JPMorgan Chase filed a motion on February 19, 2026, seeking to move Donald Trump’s $5 billion debanking lawsuit from Florida state court to federal court in Miami and ultimately to a New York venue. The motion argues that the lawsuit improperly named CEO Jamie Dimon as a defendant to keep the case in Florida, and that the Florida Deceptive and Unfair Trade Practices Act (FDUTPA) does not apply to federally regulated bank executives acting in their official capacity.
JPMorgan’s legal team contends that Dimon was “fraudulently” joined to avoid federal jurisdiction. The bank cites FDUTPA’s exemption for federally regulated bank officers, stating that “the very statute Plaintiffs invoke expressly exempts federally regulated bank officers acting in their official capacities.” The motion further claims that “Plaintiffs have no possibility of success against JPMorgan’s CEO, and his inclusion in this suit cannot defeat federal jurisdiction, and this action properly belongs in federal court.”
Management reiterated the bank’s policy on account closures, saying, “Our company does not close accounts for political or religious reasons.
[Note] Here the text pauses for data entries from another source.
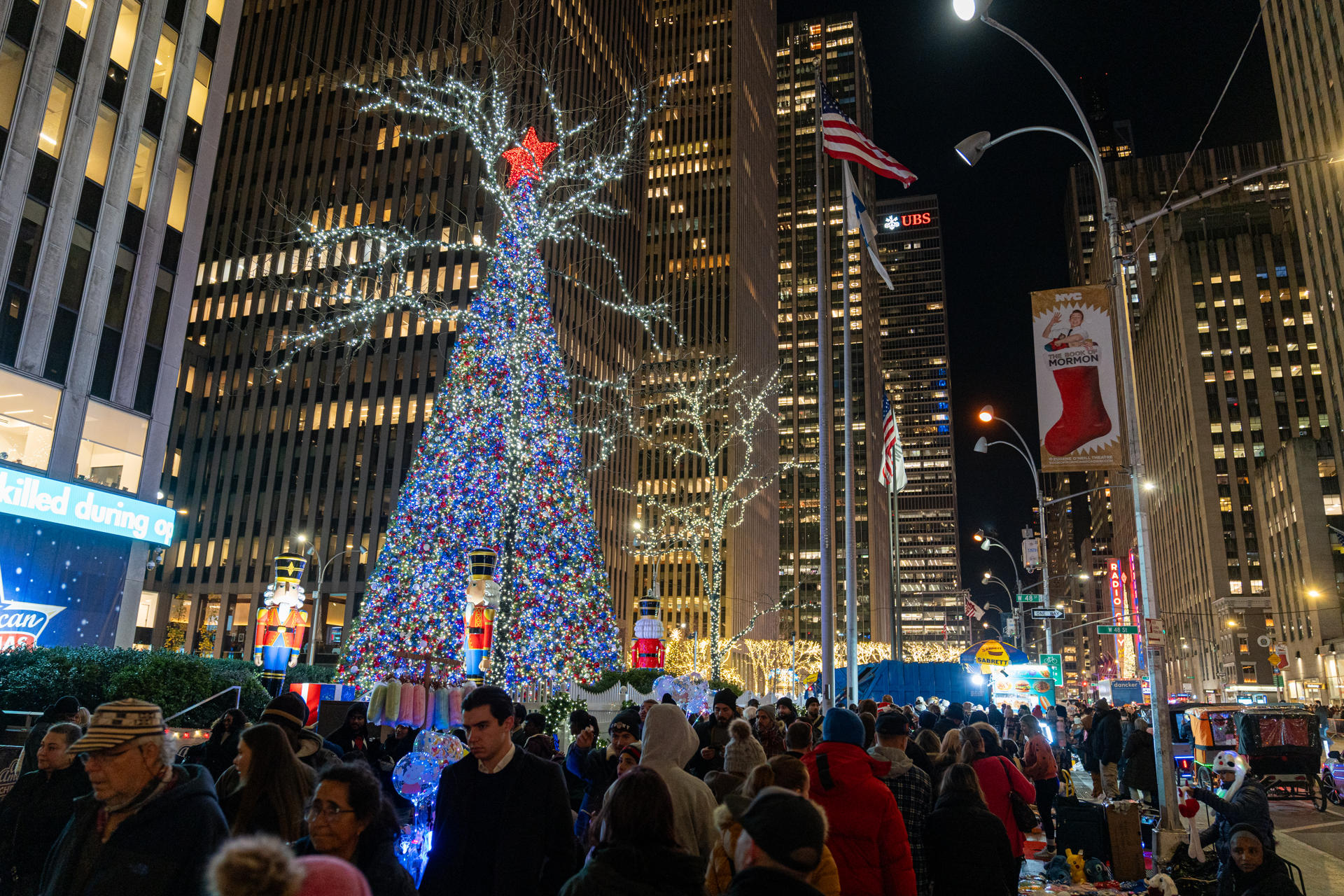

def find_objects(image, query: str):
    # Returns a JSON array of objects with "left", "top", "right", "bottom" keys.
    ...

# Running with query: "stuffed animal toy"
[
  {"left": 1065, "top": 849, "right": 1087, "bottom": 884},
  {"left": 1084, "top": 858, "right": 1112, "bottom": 884},
  {"left": 1176, "top": 784, "right": 1222, "bottom": 862},
  {"left": 1148, "top": 874, "right": 1180, "bottom": 896}
]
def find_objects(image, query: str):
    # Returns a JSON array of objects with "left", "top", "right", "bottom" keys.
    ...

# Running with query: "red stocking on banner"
[{"left": 1044, "top": 364, "right": 1110, "bottom": 456}]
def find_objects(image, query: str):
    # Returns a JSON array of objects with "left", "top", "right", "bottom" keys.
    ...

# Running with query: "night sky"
[{"left": 778, "top": 0, "right": 1280, "bottom": 596}]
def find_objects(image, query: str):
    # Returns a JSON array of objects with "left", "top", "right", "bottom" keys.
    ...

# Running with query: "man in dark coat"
[
  {"left": 685, "top": 688, "right": 742, "bottom": 778},
  {"left": 419, "top": 687, "right": 577, "bottom": 896},
  {"left": 39, "top": 700, "right": 228, "bottom": 896},
  {"left": 564, "top": 706, "right": 640, "bottom": 839},
  {"left": 1088, "top": 697, "right": 1125, "bottom": 798},
  {"left": 0, "top": 722, "right": 90, "bottom": 896},
  {"left": 932, "top": 703, "right": 966, "bottom": 740},
  {"left": 1122, "top": 719, "right": 1157, "bottom": 806}
]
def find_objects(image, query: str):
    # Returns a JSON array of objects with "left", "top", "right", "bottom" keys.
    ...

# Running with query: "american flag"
[
  {"left": 821, "top": 88, "right": 916, "bottom": 187},
  {"left": 878, "top": 392, "right": 906, "bottom": 491}
]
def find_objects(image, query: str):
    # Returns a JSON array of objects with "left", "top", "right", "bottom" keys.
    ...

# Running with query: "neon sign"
[{"left": 882, "top": 211, "right": 932, "bottom": 230}]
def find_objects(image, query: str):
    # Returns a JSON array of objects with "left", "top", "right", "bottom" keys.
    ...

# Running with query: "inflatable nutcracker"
[
  {"left": 630, "top": 587, "right": 666, "bottom": 669},
  {"left": 253, "top": 554, "right": 308, "bottom": 697},
  {"left": 462, "top": 548, "right": 500, "bottom": 684}
]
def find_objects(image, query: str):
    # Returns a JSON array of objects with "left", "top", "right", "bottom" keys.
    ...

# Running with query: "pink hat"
[{"left": 297, "top": 855, "right": 372, "bottom": 896}]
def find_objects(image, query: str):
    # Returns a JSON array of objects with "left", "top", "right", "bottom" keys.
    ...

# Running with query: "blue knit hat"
[{"left": 821, "top": 706, "right": 868, "bottom": 750}]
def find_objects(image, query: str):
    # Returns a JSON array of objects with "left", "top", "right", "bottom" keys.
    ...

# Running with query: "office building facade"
[
  {"left": 141, "top": 0, "right": 650, "bottom": 662},
  {"left": 628, "top": 0, "right": 778, "bottom": 653},
  {"left": 0, "top": 0, "right": 238, "bottom": 646},
  {"left": 872, "top": 196, "right": 972, "bottom": 658},
  {"left": 776, "top": 13, "right": 892, "bottom": 642}
]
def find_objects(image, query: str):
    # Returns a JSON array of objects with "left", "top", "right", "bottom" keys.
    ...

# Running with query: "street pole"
[
  {"left": 887, "top": 474, "right": 904, "bottom": 662},
  {"left": 840, "top": 200, "right": 859, "bottom": 704},
  {"left": 962, "top": 12, "right": 1183, "bottom": 857},
  {"left": 812, "top": 64, "right": 848, "bottom": 706}
]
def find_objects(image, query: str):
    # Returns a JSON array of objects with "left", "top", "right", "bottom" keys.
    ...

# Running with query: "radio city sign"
[
  {"left": 882, "top": 211, "right": 932, "bottom": 230},
  {"left": 0, "top": 470, "right": 176, "bottom": 547}
]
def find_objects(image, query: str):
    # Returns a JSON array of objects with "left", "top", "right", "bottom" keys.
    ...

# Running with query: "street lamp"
[
  {"left": 953, "top": 0, "right": 1182, "bottom": 852},
  {"left": 294, "top": 532, "right": 368, "bottom": 665},
  {"left": 976, "top": 405, "right": 1055, "bottom": 653}
]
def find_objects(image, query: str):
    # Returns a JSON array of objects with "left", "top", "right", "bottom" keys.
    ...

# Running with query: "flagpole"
[
  {"left": 887, "top": 475, "right": 904, "bottom": 662},
  {"left": 812, "top": 64, "right": 836, "bottom": 706},
  {"left": 840, "top": 161, "right": 872, "bottom": 704}
]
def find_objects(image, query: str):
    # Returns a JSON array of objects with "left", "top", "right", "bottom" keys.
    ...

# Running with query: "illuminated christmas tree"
[{"left": 274, "top": 52, "right": 665, "bottom": 687}]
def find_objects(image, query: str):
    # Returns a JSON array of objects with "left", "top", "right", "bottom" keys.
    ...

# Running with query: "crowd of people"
[{"left": 0, "top": 687, "right": 1294, "bottom": 896}]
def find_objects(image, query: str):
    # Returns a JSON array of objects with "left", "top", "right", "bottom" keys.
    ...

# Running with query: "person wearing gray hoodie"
[
  {"left": 640, "top": 703, "right": 718, "bottom": 862},
  {"left": 868, "top": 712, "right": 932, "bottom": 896}
]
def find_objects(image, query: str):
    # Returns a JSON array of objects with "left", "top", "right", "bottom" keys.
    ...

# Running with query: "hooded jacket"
[
  {"left": 41, "top": 766, "right": 228, "bottom": 896},
  {"left": 1189, "top": 774, "right": 1274, "bottom": 867},
  {"left": 802, "top": 740, "right": 916, "bottom": 896},
  {"left": 1091, "top": 709, "right": 1125, "bottom": 766},
  {"left": 640, "top": 703, "right": 715, "bottom": 861},
  {"left": 868, "top": 744, "right": 932, "bottom": 896},
  {"left": 1218, "top": 825, "right": 1301, "bottom": 896},
  {"left": 704, "top": 806, "right": 840, "bottom": 896},
  {"left": 561, "top": 844, "right": 704, "bottom": 896}
]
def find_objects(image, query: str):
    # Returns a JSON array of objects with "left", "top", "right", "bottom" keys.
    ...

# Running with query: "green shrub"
[{"left": 0, "top": 646, "right": 270, "bottom": 727}]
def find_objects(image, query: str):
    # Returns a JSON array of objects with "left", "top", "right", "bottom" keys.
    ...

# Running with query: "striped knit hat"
[{"left": 66, "top": 700, "right": 164, "bottom": 752}]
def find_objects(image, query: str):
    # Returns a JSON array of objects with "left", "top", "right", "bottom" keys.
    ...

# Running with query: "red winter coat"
[
  {"left": 970, "top": 756, "right": 1036, "bottom": 858},
  {"left": 802, "top": 740, "right": 919, "bottom": 896}
]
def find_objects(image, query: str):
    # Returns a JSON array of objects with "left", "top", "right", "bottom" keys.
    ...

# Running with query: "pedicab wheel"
[{"left": 1306, "top": 771, "right": 1326, "bottom": 811}]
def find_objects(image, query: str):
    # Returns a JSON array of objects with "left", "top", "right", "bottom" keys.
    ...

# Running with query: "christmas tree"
[
  {"left": 272, "top": 56, "right": 666, "bottom": 688},
  {"left": 342, "top": 129, "right": 620, "bottom": 685}
]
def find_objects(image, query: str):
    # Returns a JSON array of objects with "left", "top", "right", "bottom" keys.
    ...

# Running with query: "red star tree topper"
[{"left": 500, "top": 127, "right": 559, "bottom": 190}]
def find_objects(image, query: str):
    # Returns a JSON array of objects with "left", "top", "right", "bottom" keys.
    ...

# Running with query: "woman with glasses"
[
  {"left": 219, "top": 722, "right": 313, "bottom": 841},
  {"left": 293, "top": 763, "right": 415, "bottom": 896}
]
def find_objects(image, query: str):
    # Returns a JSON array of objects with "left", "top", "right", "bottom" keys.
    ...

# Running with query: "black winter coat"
[
  {"left": 1125, "top": 728, "right": 1157, "bottom": 792},
  {"left": 561, "top": 845, "right": 704, "bottom": 896},
  {"left": 925, "top": 794, "right": 1020, "bottom": 896},
  {"left": 0, "top": 762, "right": 92, "bottom": 892},
  {"left": 419, "top": 747, "right": 577, "bottom": 896},
  {"left": 293, "top": 825, "right": 415, "bottom": 896},
  {"left": 41, "top": 766, "right": 228, "bottom": 896},
  {"left": 1090, "top": 709, "right": 1125, "bottom": 766}
]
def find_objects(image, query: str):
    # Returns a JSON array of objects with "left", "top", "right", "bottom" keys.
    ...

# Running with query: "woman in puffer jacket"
[{"left": 704, "top": 756, "right": 840, "bottom": 896}]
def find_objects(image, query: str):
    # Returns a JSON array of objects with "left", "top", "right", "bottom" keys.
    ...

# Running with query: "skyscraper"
[
  {"left": 776, "top": 13, "right": 891, "bottom": 642},
  {"left": 1072, "top": 144, "right": 1311, "bottom": 697},
  {"left": 626, "top": 0, "right": 778, "bottom": 658},
  {"left": 874, "top": 196, "right": 967, "bottom": 655},
  {"left": 0, "top": 0, "right": 239, "bottom": 648},
  {"left": 144, "top": 0, "right": 649, "bottom": 662}
]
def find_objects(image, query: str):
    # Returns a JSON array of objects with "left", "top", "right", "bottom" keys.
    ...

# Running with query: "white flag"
[{"left": 843, "top": 162, "right": 895, "bottom": 289}]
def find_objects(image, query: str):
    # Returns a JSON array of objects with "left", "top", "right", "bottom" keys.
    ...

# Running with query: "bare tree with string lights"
[{"left": 618, "top": 351, "right": 782, "bottom": 678}]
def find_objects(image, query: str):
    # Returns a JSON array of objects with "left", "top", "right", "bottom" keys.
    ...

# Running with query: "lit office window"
[
  {"left": 168, "top": 158, "right": 193, "bottom": 231},
  {"left": 149, "top": 25, "right": 177, "bottom": 97},
  {"left": 111, "top": 0, "right": 140, "bottom": 69},
  {"left": 76, "top": 402, "right": 149, "bottom": 491},
  {"left": 0, "top": 41, "right": 28, "bottom": 127},
  {"left": 38, "top": 75, "right": 76, "bottom": 158},
  {"left": 85, "top": 102, "right": 117, "bottom": 187},
  {"left": 126, "top": 133, "right": 159, "bottom": 208},
  {"left": 0, "top": 371, "right": 60, "bottom": 470},
  {"left": 66, "top": 0, "right": 92, "bottom": 38},
  {"left": 187, "top": 54, "right": 215, "bottom": 122}
]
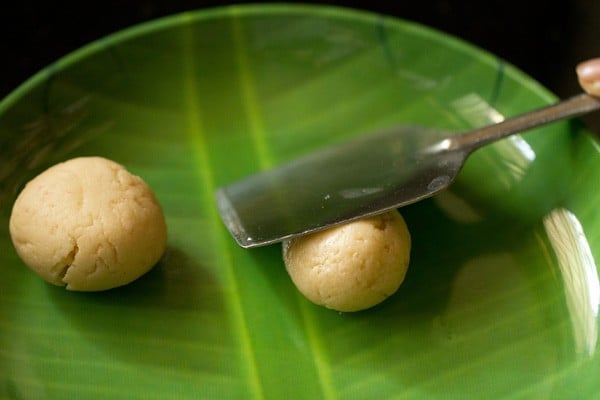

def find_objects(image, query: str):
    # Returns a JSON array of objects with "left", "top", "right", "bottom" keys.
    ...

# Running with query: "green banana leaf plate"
[{"left": 0, "top": 4, "right": 600, "bottom": 400}]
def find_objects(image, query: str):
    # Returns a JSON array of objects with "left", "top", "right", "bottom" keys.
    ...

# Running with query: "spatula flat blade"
[{"left": 216, "top": 127, "right": 464, "bottom": 248}]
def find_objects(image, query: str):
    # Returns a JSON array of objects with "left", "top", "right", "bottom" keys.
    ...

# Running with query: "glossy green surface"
[{"left": 0, "top": 5, "right": 600, "bottom": 400}]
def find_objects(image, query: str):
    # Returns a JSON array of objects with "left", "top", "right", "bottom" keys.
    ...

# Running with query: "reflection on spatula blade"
[{"left": 216, "top": 94, "right": 600, "bottom": 247}]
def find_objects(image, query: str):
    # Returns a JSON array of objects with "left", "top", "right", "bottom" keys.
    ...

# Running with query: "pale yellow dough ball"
[
  {"left": 9, "top": 157, "right": 167, "bottom": 291},
  {"left": 283, "top": 210, "right": 410, "bottom": 311}
]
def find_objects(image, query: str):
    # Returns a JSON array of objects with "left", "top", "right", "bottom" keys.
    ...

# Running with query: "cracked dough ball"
[
  {"left": 283, "top": 210, "right": 410, "bottom": 311},
  {"left": 9, "top": 157, "right": 167, "bottom": 291}
]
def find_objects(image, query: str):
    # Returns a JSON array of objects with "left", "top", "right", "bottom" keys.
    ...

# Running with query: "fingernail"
[{"left": 577, "top": 58, "right": 600, "bottom": 80}]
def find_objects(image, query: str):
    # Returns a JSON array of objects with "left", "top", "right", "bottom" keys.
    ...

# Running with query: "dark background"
[{"left": 0, "top": 0, "right": 600, "bottom": 132}]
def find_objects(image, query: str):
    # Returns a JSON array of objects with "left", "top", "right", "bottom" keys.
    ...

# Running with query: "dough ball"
[
  {"left": 283, "top": 210, "right": 410, "bottom": 311},
  {"left": 9, "top": 157, "right": 167, "bottom": 291}
]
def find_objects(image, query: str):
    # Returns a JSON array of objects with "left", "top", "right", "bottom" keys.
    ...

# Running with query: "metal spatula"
[{"left": 216, "top": 94, "right": 600, "bottom": 247}]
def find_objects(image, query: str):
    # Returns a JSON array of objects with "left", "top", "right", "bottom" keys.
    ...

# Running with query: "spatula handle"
[{"left": 451, "top": 93, "right": 600, "bottom": 152}]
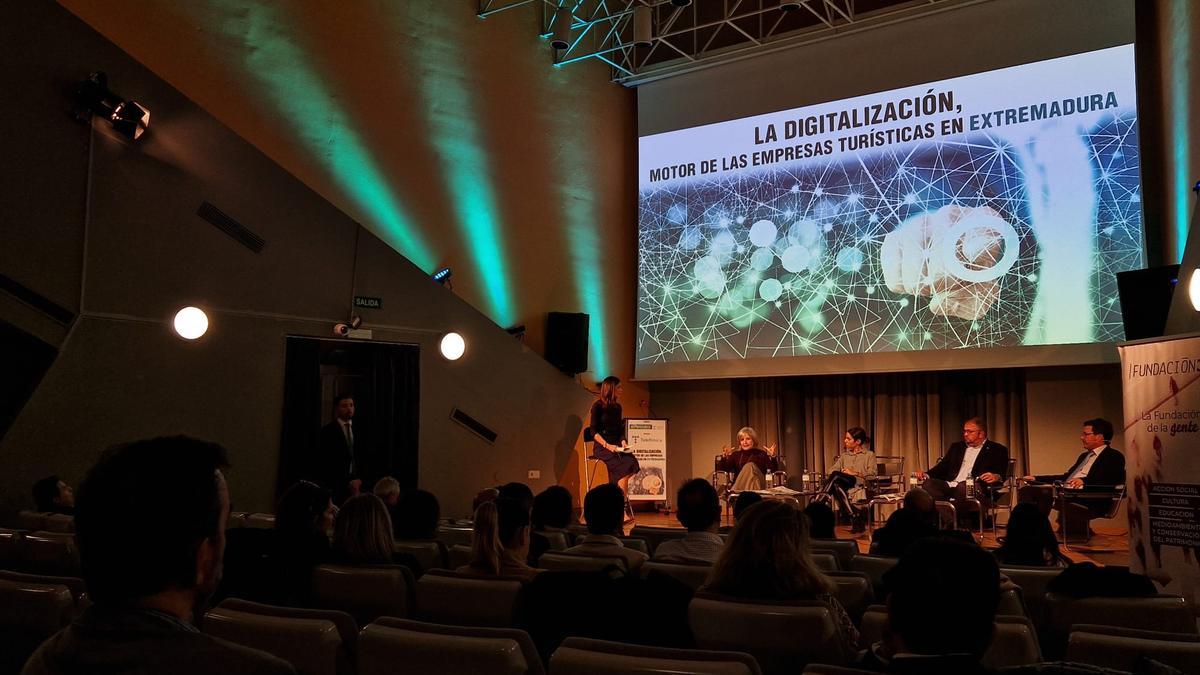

We do close accounts because they create legal or regulatory risk for the company. We regret having to do so, but often rules and regulatory expectations lead us to do so.” The filing also notes that the lawsuit’s allegations of a “blacklist” of Trump and his businesses lack factual basis, and that the bank’s actions were driven by regulatory risk assessments rather than political motives.
Investors reacted to the lawsuit filing with a modest decline in market sentiment, but the reaction was tempered by JPMorgan’s clear defense strategy and the bank’s emphasis on regulatory compliance. The motion’s request to transfer the case to federal court reflects the bank’s preference for a venue that offers greater procedural predictability and a broader jurisdiction over federally regulated entities.
The lawsuit and JPMorgan’s counter‑motion carry significant reputational and legal implications. A favorable outcome could reinforce the bank’s stance that it does not engage in politically motivated account closures, while an adverse ruling could expose the bank to increased regulatory scrutiny and higher legal costs. Moreover, the case may set a precedent for how state consumer‑protection laws apply to federally regulated banks and their executives, potentially influencing future litigation in the banking sector.